Handbook

Data technologies (blueprint)

Purpose: Taxonomy and selection guidance for data engineering technologies. Each category describes the problem space, common tools, and selection criteria.

Why it matters: Technology selection should be driven by processing requirements — latency, throughput, state, semantics, and operational model — not by hype or a single vendor stack. Use the categories below to narrow options, then confirm with proofs of concept and cost models.

Audience: Teams adopting Big data & data engineering; project-specific tool choices are documented as ADRs in docs/adr/.

Processing paradigm spectrum

Interactive analytics often consumes outputs of batch or stream pipelines rather than replacing them.

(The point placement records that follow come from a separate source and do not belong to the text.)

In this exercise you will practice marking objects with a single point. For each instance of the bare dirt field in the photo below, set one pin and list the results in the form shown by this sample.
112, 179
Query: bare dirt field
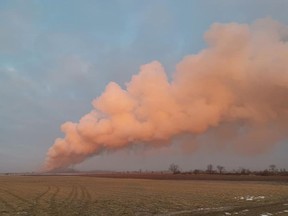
84, 195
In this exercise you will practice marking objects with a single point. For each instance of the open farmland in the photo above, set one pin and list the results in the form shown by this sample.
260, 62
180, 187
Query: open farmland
83, 195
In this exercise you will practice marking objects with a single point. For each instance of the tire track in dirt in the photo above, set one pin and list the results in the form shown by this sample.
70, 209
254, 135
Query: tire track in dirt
16, 196
85, 200
52, 208
36, 208
10, 208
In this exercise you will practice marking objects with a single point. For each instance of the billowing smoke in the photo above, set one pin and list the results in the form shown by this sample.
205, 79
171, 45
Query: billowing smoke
235, 91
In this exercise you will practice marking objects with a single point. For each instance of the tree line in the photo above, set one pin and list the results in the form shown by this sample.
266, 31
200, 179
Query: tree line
219, 169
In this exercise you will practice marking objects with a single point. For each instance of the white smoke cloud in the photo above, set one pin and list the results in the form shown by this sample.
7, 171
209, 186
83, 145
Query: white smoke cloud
236, 89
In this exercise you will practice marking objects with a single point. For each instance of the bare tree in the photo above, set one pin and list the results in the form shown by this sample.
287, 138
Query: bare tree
174, 168
209, 168
220, 169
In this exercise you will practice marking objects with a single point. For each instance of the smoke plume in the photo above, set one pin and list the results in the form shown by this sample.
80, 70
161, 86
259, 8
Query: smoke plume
235, 91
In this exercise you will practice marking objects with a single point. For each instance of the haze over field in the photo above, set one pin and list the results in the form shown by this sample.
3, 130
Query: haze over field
212, 87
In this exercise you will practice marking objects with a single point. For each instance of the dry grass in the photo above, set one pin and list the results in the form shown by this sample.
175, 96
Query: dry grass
80, 195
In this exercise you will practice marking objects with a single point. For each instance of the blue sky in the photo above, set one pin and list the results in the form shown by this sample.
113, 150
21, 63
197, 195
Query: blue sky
57, 56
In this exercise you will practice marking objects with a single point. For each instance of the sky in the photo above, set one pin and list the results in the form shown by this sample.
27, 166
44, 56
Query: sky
56, 57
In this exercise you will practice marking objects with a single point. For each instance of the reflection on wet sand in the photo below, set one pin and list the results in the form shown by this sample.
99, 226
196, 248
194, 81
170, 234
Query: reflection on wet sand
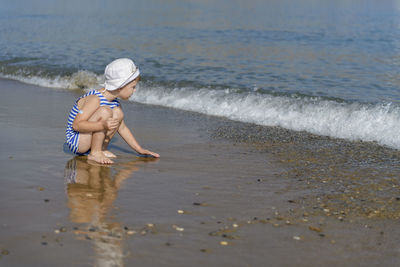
91, 190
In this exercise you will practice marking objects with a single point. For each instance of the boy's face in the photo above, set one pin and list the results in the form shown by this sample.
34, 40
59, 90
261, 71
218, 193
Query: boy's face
128, 89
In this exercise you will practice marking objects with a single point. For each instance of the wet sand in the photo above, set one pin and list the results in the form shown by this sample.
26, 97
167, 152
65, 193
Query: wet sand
222, 193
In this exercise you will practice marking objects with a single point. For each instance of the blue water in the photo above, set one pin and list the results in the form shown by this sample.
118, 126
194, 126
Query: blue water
326, 67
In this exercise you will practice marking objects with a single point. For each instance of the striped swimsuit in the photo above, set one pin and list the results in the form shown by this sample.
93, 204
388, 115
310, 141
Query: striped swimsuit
72, 137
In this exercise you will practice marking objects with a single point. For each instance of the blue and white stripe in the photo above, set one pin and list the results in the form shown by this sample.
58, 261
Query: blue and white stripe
72, 136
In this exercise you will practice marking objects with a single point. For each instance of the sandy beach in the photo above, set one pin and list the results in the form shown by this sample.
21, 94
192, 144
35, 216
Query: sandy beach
222, 194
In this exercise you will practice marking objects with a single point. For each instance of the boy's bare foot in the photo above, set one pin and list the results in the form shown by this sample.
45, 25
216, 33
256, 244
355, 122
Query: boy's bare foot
99, 157
109, 154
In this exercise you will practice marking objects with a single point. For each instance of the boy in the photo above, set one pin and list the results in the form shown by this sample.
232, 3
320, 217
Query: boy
97, 115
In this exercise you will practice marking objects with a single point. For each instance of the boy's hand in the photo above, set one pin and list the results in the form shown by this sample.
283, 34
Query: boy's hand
148, 152
111, 124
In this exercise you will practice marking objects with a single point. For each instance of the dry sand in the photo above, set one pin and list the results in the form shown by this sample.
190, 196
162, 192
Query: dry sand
213, 198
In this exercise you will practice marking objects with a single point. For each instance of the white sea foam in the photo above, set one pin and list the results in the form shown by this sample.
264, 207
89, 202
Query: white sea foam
367, 122
356, 121
80, 80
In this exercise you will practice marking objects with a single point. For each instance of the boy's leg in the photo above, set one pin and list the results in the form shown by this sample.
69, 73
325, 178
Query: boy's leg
94, 141
117, 113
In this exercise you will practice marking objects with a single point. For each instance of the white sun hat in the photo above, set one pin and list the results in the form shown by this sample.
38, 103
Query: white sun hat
119, 73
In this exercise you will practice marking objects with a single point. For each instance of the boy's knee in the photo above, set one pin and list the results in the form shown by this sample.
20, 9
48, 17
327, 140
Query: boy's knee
104, 112
118, 113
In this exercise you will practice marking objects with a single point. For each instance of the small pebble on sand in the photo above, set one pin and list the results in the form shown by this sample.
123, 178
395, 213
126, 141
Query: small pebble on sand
177, 228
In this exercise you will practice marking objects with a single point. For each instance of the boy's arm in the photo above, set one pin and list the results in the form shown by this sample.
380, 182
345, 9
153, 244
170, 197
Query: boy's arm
83, 125
127, 135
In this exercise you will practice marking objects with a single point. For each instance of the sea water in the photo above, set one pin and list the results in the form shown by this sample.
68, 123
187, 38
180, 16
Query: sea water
325, 67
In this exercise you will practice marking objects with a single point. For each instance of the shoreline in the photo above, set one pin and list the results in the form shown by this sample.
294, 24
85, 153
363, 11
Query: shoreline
222, 193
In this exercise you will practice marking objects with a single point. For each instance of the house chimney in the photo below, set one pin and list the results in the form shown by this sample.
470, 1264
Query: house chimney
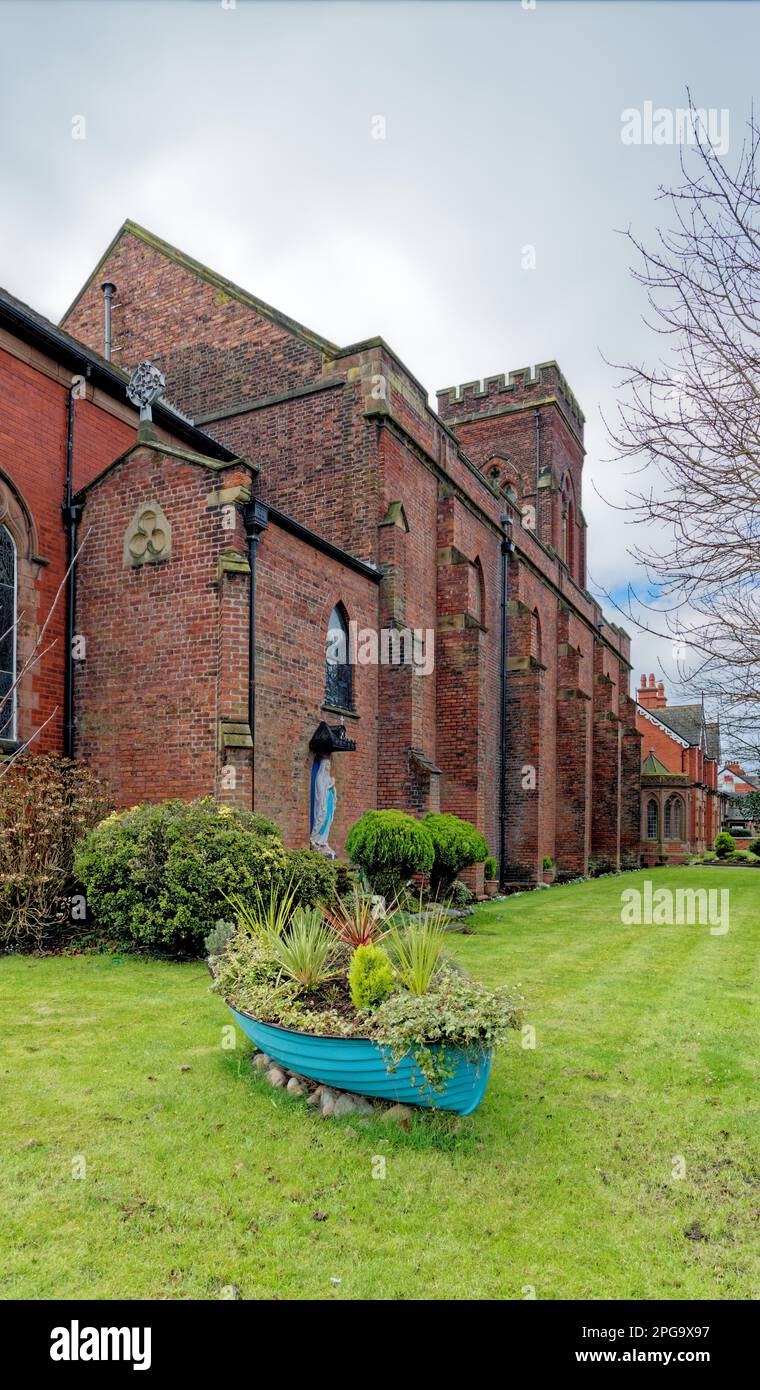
650, 695
109, 291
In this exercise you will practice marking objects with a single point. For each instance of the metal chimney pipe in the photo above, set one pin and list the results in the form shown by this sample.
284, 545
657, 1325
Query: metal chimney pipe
109, 291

Storage, streaming buses, orchestration, catalogs, and quality tools compose with engines: the same Spark or Flink job may land in Delta, register in DataHub, and be scheduled by Airflow. Start from workload shape, then fill in the surrounding toolchain.

Category	Scope	Guide
Processing engines & platforms	Batch (Spark), micro-batch (Spark Structured Streaming), stream (Flink, Kafka Streams), portable pipelines (Beam), interactive SQL warehouses	Data processing engines & platforms
Storage systems	Relational (PostgreSQL, MySQL), columnar (ClickHouse, DuckDB), object (S3, GCS, Azure Blob), table formats (Delta Lake, Apache Iceberg, Apache Hudi)	BIGDATA.md §3
Streaming platforms	Apache Kafka, Apache Pulsar, AWS Kinesis, Azure Event Hubs, Google Pub/Sub	BIGDATA.md §3
Orchestration	Apache Airflow, Dagster, Prefect, Mage — DAG-based pipeline scheduling and monitoring	BIGDATA.md §4
Data catalogs	DataHub, OpenMetadata, Apache Atlas, Amundsen — metadata management and discovery	BIGDATA.md §2
Data quality	Great Expectations, dbt tests, Soda, Monte Carlo — automated data quality validation	BIGDATA.md §2

Core knowledge: Big data & data engineering body of knowledge — principles, governance, quality, pipeline patterns.

Architectures: Data architectures (blueprint) — Lambda, Kappa, data mesh, data lakehouse, medallion; deep dives in Lambda, Kappa & unified data architectures and Data mesh: domain-oriented decentralized architecture.

Cross-reference: Big data & data engineering body of knowledge ties principles, governance, quality dimensions, and pipeline patterns to delivery practice; use it when justifying tool choices to stakeholders outside pure engineering.

When a category has no dedicated guide yet, treat Big data & data engineering body of knowledge and vendor-neutral overviews as the interim source; prefer ADRs for versioned tool pins (e.g., “we use Iceberg + Trino for zone X”).

Keep project-specific data architecture decisions in docs/adr/ and pipeline documentation in docs/development/, not in this file.